Vice President Joe Biden counseled President Obama to resist the military's call to add as many as 40,000 US forces to the campaign in Afghanistan in 2009, a new book reveals. Biden was unpersuaded by the rationale for doing so and called the request flawed.

According to the New York Post, the new book, Little America: The War Within the War for Afghanistan, claims that in planning the drawdown of troops two years later, the White House 'intentionally sidelined the CIA.'

Neither did President Obama read the CIA's assessment of Afghanistan that later found little benefit from the 30,000 'surge' forces he approved, the book quotes a US official as saying.

The book quotes from a previously undisclosed Biden memo to Obama in November 2009 that outlines his view that military commanders were asking the president to take a leap of faith by adding tens of thousands of forces whose role and mission were poorly defined.
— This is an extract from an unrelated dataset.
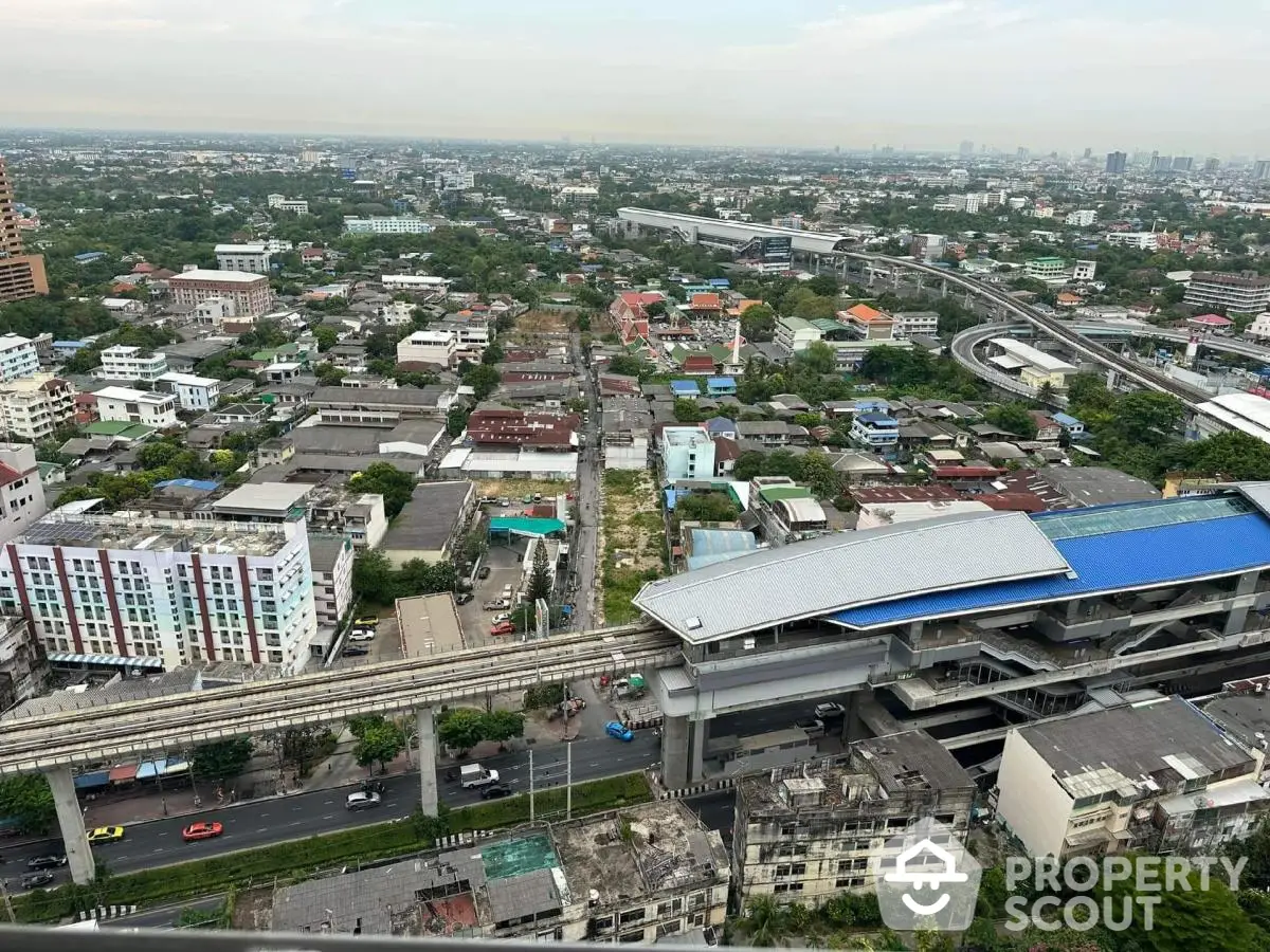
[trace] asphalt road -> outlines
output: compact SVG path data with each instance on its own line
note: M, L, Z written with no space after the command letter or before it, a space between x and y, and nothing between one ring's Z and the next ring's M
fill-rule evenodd
M660 755L659 745L659 737L646 730L636 731L635 739L626 744L605 736L579 737L569 745L536 746L533 787L546 790L564 784L566 746L573 748L574 782L580 782L650 767ZM516 793L528 792L528 751L500 754L481 760L481 764L497 769ZM446 781L446 769L448 768L437 770L442 801L451 807L479 803L480 791L462 790L457 782ZM217 820L225 825L225 833L217 839L183 842L182 829L196 817L174 816L127 826L121 842L98 845L93 854L99 862L105 862L112 872L136 872L410 816L419 802L418 777L411 772L382 779L387 790L375 810L349 812L344 809L344 800L357 788L356 786L253 800L207 810L197 816L199 820ZM39 840L4 848L0 852L0 877L9 880L10 887L17 891L18 881L27 872L27 861L30 857L60 850L57 840ZM57 871L57 882L64 882L67 877L65 868Z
Biden reportedly used a months-long White House review of the war to question how the same counterinsurgency strategy that had apparently worked in Iraq could be applied successfully to Afghanistan.
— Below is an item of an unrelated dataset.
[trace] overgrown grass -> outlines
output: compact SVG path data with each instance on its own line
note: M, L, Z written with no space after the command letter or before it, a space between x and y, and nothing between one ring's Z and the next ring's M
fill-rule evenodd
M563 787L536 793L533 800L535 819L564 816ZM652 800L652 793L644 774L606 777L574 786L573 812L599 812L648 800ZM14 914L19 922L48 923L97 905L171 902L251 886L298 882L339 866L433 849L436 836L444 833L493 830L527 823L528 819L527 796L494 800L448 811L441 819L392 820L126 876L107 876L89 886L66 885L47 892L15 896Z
'I do not see how anyone who took part in our discussions could emerge without profound questions about the viability of counterinsurgency,' Biden wrote to Obama. In order to work, the counterinsurgency doctrine requires military gains to be paired with advances in government services, a credible Afghan government and Afghan security services that can take over, Biden's memo said.

The US military could accomplish any technical assignment, such as sweeping insurgents from a village, but 'no one can tell you with conviction when, and even if, we can produce the flip sides of the counter insurgency strategy,' Biden wrote. Instead the Vice President supported a buildup of 20,000, half the number requested by then-war commander General Stanley McChrystal.

The memo broadly echoed a secret message sent to Washington by the then-US Ambassador Karl Eikenberry who bluntly called Afghan President Hamid Karzai an unreliable partner for the proposed surge.

The president's compromise — adding 30,000 US forces and a deadline to begin bringing them home — blunted the momentum of a resurgent Taliban insurgency without committing the president to an open-ended war.